Laser Processing of Thin Borosilicate Glass with UV Nanosecond Laser Radiation for Display and Interposer Applications

The application of thin and ultra thin borosilicate glass as smartphone and tablet cover or interposer material in microelectronic devices requires methods for separation and drilling. Laser processing with short and ultra-short laser pulses have proven to enable high quality cuts by either direct ablation or internal glass modification and cleavage. A recently developed high power UV nanosecond laser source allows for pulse shaping of individual laser pulses and bursts. Thus, the pulse duration, pulse bursts and the repetition rate can be set individually at a maximum output power of up to 60 W. In this study, the novel pulsed UV laser system was used to study the laser ablation and drilling process on 400 μm and 50 μm thick borosilicate glass at different pulse durations ranging from 2 – 10 ns and a pulse burst with two 10 ns laser pulses with a separation of 10 ns.
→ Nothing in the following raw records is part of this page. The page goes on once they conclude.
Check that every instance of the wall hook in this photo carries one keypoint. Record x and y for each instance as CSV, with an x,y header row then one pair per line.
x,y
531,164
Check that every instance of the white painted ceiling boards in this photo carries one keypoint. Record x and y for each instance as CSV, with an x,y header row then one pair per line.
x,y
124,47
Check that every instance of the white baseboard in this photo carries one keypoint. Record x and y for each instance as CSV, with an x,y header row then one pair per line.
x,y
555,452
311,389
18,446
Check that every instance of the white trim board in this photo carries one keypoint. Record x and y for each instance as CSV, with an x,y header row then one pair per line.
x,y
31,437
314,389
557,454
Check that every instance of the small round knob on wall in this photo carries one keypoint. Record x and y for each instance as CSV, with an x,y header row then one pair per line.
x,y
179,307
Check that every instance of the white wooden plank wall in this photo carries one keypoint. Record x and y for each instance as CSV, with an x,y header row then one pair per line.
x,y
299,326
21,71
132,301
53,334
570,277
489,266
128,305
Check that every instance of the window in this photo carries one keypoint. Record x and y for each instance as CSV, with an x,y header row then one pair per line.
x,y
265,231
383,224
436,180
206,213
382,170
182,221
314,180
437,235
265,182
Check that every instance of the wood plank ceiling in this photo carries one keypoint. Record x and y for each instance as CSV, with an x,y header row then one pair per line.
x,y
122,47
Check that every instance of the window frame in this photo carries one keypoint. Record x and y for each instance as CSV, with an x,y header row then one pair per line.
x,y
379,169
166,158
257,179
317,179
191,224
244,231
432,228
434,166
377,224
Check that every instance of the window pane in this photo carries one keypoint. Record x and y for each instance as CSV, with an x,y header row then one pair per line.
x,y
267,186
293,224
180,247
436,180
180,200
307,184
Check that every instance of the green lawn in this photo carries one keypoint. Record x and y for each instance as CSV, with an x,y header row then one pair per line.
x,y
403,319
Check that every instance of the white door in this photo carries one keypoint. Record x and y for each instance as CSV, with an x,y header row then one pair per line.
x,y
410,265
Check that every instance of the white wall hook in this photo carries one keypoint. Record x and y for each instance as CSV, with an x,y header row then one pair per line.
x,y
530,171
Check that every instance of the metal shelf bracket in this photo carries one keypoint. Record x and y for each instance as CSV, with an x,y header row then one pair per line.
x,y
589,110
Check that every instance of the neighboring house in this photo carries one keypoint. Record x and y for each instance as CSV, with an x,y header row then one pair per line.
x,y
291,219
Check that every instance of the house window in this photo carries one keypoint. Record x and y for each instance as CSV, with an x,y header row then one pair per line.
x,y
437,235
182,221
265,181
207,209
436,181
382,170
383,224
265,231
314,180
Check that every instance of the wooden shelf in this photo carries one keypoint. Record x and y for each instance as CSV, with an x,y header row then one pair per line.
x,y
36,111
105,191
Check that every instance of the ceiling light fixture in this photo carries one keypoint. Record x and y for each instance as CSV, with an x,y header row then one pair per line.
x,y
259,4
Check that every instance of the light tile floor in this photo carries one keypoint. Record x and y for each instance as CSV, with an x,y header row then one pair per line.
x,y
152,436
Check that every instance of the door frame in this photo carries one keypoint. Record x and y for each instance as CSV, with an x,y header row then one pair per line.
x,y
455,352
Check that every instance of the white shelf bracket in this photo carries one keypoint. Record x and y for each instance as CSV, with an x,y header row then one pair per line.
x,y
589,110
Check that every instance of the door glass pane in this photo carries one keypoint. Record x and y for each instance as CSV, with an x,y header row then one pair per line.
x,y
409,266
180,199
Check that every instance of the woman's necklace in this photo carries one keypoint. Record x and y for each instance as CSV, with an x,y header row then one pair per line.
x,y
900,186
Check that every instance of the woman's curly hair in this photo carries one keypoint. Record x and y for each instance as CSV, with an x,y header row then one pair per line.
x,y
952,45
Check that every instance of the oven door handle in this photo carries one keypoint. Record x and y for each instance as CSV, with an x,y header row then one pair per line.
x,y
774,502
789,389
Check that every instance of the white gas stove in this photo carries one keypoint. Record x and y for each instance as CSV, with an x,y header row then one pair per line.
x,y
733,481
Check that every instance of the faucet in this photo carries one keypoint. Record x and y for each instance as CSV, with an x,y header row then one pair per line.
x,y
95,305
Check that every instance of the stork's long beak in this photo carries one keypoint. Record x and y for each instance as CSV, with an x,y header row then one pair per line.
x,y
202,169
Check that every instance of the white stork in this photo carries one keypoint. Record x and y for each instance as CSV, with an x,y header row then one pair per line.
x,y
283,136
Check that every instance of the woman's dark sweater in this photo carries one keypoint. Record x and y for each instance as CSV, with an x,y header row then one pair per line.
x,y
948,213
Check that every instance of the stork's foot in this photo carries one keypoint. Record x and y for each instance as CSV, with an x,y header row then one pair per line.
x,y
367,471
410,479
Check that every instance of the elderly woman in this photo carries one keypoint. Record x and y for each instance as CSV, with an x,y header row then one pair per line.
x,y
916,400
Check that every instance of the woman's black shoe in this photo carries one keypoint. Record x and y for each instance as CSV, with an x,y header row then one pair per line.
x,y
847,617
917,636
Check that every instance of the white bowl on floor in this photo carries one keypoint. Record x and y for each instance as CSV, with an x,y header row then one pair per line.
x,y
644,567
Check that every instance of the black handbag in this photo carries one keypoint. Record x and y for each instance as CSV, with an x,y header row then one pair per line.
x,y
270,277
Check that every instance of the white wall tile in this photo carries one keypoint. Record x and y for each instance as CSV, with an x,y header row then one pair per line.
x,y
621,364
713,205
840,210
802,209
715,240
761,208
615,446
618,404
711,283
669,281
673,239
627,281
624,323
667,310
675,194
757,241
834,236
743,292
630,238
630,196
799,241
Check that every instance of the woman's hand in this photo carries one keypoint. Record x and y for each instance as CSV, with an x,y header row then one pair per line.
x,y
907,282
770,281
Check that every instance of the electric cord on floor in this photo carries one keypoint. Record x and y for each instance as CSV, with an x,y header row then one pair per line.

Single line scan and multiscan experiments were performed to correlate the process parameters and the laser pulse shape with the ablation depth and cutting edge chipping. Increasing the pulse duration within the single pulse experiments from 2 ns to longer pulse durations led to a moderate increase in ablation depth and a significant increase in chipping. The highest material removal was achieved with the 2x10 ns pulse burst. Experimental data also suggest that chipping could be reduced while maintaining a high ablation depth by selecting an adequate pulse overlap. In addition, the real-time combination of different pulse patterns during drilling thin borosilicate glass produced holes with low overall chipping at a high throughput rate. Finally, a temperature characterization was conducted with a thermographic camera while hole arrays were drilled in borosilicate glass at different repetition rates, in order to identify a damage generation threshold.